Tuesday 20 October 2009

Successes in chronic injury

If you want to get injured axons to regenerate across the injury site it is pretty clear you need to adopt a combinatorial approach. Simply placing Schwann cells into the injury, for example, results in regeneration of axons into the graft but they refuse to come out again back into the cord. Even introducing “axon candy” – neurotrophins – to entice regenerating axons to leave the graft doesn’t always work (see earlier post).

The Tuszynski lab (UCSD, La Jolla, CA) presented findings on a 3-pronged combinatorial approach employing neurotrophins to attract axons, cellular grafts to act as tissue bridges across the injury and techniques (a peripheral nerve pre-conditioning injury, if you want to know) to stimulate the neurons to regenerate (SfN2009 Program# 365.6). And they did this is a 15 month old chronic injury rather than acute. They showed that you could achieve regeneration of sensory neurons – those neurons relaying information from the body back towards the brain – beyond the graft site even at these chronic time points, albeit to a lesser degree than if intervention were carried out acutely. Nevertheless, it did show that injured neurons could respond to treatment well after an injury.

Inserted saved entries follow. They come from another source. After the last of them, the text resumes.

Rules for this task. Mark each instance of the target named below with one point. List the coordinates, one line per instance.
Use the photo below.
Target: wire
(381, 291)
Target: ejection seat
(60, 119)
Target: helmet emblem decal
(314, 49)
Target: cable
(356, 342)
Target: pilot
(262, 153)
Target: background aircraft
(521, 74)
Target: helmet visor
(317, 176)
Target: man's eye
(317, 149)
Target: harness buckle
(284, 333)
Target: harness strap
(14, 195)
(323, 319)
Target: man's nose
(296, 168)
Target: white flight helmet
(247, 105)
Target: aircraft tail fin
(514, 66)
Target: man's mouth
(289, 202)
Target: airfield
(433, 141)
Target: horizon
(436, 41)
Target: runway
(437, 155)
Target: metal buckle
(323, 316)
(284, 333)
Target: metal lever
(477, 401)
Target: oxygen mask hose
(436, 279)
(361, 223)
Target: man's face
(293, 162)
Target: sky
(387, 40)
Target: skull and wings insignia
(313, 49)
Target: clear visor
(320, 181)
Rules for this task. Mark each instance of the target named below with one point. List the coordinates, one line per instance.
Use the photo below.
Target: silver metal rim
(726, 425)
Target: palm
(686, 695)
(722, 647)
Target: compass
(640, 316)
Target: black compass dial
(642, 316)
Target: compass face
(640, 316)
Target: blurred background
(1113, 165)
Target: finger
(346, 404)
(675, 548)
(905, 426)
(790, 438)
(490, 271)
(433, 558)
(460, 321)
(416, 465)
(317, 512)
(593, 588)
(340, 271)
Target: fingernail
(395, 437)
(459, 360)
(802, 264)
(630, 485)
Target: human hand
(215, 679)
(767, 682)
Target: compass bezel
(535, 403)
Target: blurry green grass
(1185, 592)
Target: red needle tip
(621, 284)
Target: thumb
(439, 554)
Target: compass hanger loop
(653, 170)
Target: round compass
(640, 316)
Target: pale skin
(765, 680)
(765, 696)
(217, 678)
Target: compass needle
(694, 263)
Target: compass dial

Today (SfN2009 Program# 542.1), the group presented their findings on the capacity of descending neuronal fibres – those conveying signals from the brain to the body important for motor control – to respond to combinatorial therapy broadly similar to that described above. A couple of important differences are worth mentioning; (i) you can’t perform a pre-conditioning injury to the descending pathways so administration of a small molecule called cAMP is used as a pharmacological equivalent and; (ii) some of the animals where additionally treated with chondroitinase (see earlier post), the reason being chondroitinase should break down scar tissue where you want the regenerating axons to exit the cellular graft. They found significant improvements in function in the “full” combination group which included the chondroitinase even in the chronic injury.